Das war das Finale! Unglaublich. »Ich hätte nie gedacht, dass wir so weit kommen würden«, staunt Schumacher noch heute. Der Schlussmann, vorher oft der Retter, er patzte dann ausgerechnet bei seiner ersten Endspiel-Aktion gegen Argentinien. Flanke verpasst, Kopfball José Brown - und es hieß 1:0. Als Jorge Valdano nach dem Wechsel das 2:0 besorgte, schien alles gelaufen. Aber deutsche Fußballer geben nicht auf, niemals. 2:1 Rummenigge. 2:2 Völler. Da wollten sie zu früh und zu schnell alles - und rannten dann in den entscheidenden Konter, den Jorge Burruchaga setzte.

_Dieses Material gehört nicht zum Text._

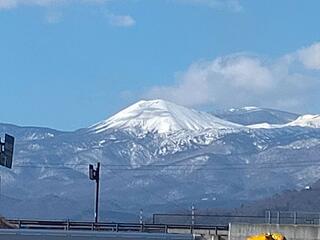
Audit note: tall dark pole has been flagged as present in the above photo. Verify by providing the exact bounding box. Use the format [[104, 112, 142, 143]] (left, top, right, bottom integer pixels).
[[95, 162, 100, 223], [89, 162, 100, 223]]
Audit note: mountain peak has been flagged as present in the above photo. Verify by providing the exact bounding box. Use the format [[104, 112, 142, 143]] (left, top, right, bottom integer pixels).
[[287, 114, 320, 128], [90, 99, 240, 134]]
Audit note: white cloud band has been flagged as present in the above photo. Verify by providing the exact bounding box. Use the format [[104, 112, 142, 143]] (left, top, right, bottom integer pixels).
[[298, 42, 320, 70], [146, 42, 320, 112]]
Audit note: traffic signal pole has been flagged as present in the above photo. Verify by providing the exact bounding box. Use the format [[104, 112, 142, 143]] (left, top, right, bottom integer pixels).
[[89, 162, 100, 223], [95, 162, 100, 223], [0, 134, 15, 169]]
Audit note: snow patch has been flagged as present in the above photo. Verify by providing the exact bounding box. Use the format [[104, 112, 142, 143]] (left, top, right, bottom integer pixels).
[[247, 123, 280, 129], [242, 106, 259, 111]]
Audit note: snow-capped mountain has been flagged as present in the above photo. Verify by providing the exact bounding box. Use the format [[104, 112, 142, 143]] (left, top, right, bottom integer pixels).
[[247, 114, 320, 129], [90, 99, 240, 134], [287, 114, 320, 128], [214, 106, 299, 125], [1, 99, 320, 221]]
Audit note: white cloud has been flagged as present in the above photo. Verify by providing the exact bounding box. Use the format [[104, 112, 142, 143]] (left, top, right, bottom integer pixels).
[[297, 42, 320, 70], [0, 0, 110, 9], [0, 0, 135, 27], [106, 13, 136, 27], [0, 0, 17, 9], [0, 0, 66, 9], [145, 42, 320, 112]]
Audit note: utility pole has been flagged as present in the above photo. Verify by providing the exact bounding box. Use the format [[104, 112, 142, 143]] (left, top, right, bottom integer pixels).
[[89, 162, 100, 223]]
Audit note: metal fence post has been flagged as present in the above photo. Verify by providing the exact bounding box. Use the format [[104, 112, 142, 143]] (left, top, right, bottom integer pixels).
[[266, 210, 271, 224], [66, 219, 70, 230], [139, 209, 143, 224], [293, 212, 297, 225], [277, 211, 280, 224]]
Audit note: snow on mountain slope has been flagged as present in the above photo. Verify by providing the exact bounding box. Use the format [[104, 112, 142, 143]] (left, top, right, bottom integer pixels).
[[2, 104, 320, 219], [215, 106, 299, 125], [229, 106, 260, 112], [247, 123, 280, 129], [90, 99, 241, 134], [286, 114, 320, 128], [247, 115, 320, 129]]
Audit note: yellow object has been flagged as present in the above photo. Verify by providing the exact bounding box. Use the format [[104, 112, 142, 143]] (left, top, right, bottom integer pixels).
[[247, 233, 286, 240], [271, 233, 286, 240]]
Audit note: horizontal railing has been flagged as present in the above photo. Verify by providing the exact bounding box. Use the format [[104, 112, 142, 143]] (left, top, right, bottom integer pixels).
[[7, 219, 228, 234], [153, 211, 320, 226]]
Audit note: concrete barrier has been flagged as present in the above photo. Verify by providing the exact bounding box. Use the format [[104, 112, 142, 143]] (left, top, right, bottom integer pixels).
[[229, 223, 320, 240], [0, 229, 194, 240]]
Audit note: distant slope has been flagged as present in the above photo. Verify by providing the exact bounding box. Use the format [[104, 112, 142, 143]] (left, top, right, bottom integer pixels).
[[214, 107, 299, 125], [0, 123, 66, 141], [236, 179, 320, 215]]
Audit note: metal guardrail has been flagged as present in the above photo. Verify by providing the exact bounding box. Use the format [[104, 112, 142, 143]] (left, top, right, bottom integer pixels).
[[265, 211, 320, 225], [7, 219, 229, 234], [7, 211, 319, 233], [153, 211, 320, 226], [153, 213, 267, 225]]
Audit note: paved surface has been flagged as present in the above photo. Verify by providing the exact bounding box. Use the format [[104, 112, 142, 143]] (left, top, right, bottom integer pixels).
[[0, 229, 194, 240]]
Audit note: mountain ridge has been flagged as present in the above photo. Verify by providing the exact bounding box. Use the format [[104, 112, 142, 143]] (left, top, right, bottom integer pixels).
[[214, 106, 299, 126], [90, 99, 241, 134], [1, 99, 320, 220]]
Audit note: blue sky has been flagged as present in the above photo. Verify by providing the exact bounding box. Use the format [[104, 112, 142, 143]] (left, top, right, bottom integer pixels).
[[1, 0, 320, 130]]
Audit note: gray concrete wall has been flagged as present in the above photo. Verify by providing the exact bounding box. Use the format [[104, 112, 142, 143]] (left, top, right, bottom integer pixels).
[[229, 223, 320, 240], [0, 229, 194, 240]]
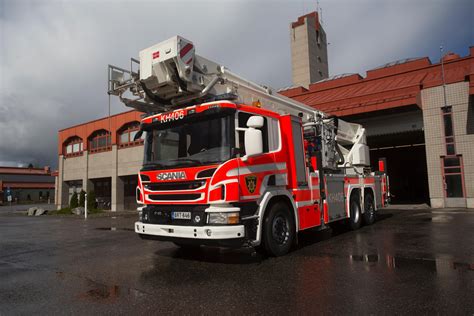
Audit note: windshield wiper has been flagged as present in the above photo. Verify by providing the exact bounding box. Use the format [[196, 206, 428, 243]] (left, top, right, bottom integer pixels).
[[169, 158, 203, 165], [201, 160, 224, 164]]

Die deutsche Mauer stürzte ein. Zum ersten Mal zu viel riskiert, schon war es passiert. Kritische Töne gab es aber nicht. Beckenbauer stellte fest: »Ich schätze diesen zweiten Platz höher ein als unseren Titel von 1974.«
Und auch vom Kanzler kamen lobende Worte. Helmut Kohl, damals Augenzeuge, er drückte die Spieler und den Teamchef an seine breite Brust und lobte alle: »Männer, ihr habt den deutschen Fußball würdig vertreten.« Hier sprach der Abwehr-Experte. Kohl war schließlich früher Mittelläufer bei Südwest Ludwigshafen.